Now the NHS team at Moorfields Eye Hospital has partnered with Google Deepmind – the artificial intelligence research divisions of Google. Moorfields has provided around a million eye scans to Deepmind for them to build a machine learning system that will recognise sight-threatening conditions from a digital scan of the retina.
Whilst retinal scans are relatively easy to carry out, they’re harder to interpret and this technology will allow much earlier detection of conditions such as diabetic retinopathy. Patients with diabetes have a much, much higher likelihood of losing their sight – but early diagnosis can reduce this by up to 98%.
The technology being developed is a neural network and will enable diagnosis to take place earlier and more quickly. This could mean thousands of people who will retain their vision and be able to live normal lives.
The scans provided have no patient identities attached so are anonymous, although there is some medical information relating to the patient’s condition included.

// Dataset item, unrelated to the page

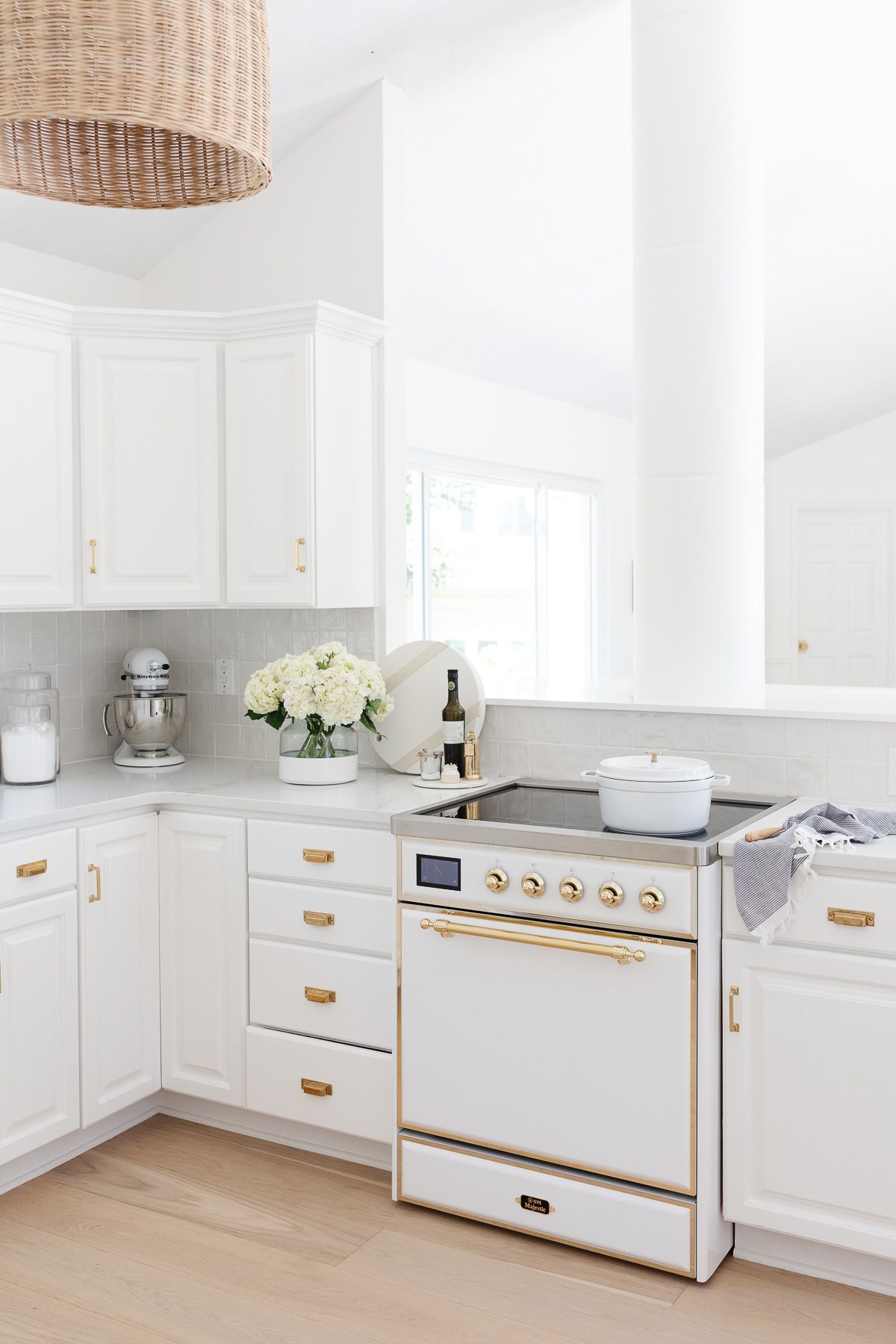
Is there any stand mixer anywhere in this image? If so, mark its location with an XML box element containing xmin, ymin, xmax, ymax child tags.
<box><xmin>102</xmin><ymin>648</ymin><xmax>187</xmax><ymax>769</ymax></box>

Does computer use damage your eyes
There’s no evidence that prolonged use of a screen will harm your eyesight, but using a screen all day every day can affect your health in other ways. This is our advice:
To keep your eye muscles in good condition and reduce the need for specs later in life, take a 5 minute break every hour or so (which also helps to improve concentration and getting up and moving about helps you to avoid joint problems). Do a focus exercise by looking at something close to you (like a finger held up a few inches in front of your face), then focus on something far away. Repeat this a few times – it’s like eye-gym! Deepak Chopra recommends it as part of a regime to keep people young.
Ensure your screen is positioned correctly – ideally with eye-level about one third down from the top of the screen. This won’t just help your eyes, but will have an impact on your back and shoulders and help you to maintain better posture.
Check your lighting. Just because the screen emits its own light doesn’t mean that you should work without any other light when natural light fades. A well-lit working environment will help you to avoid eye strain. This app adjusts the colour and brightness on the screen when the sun goes down.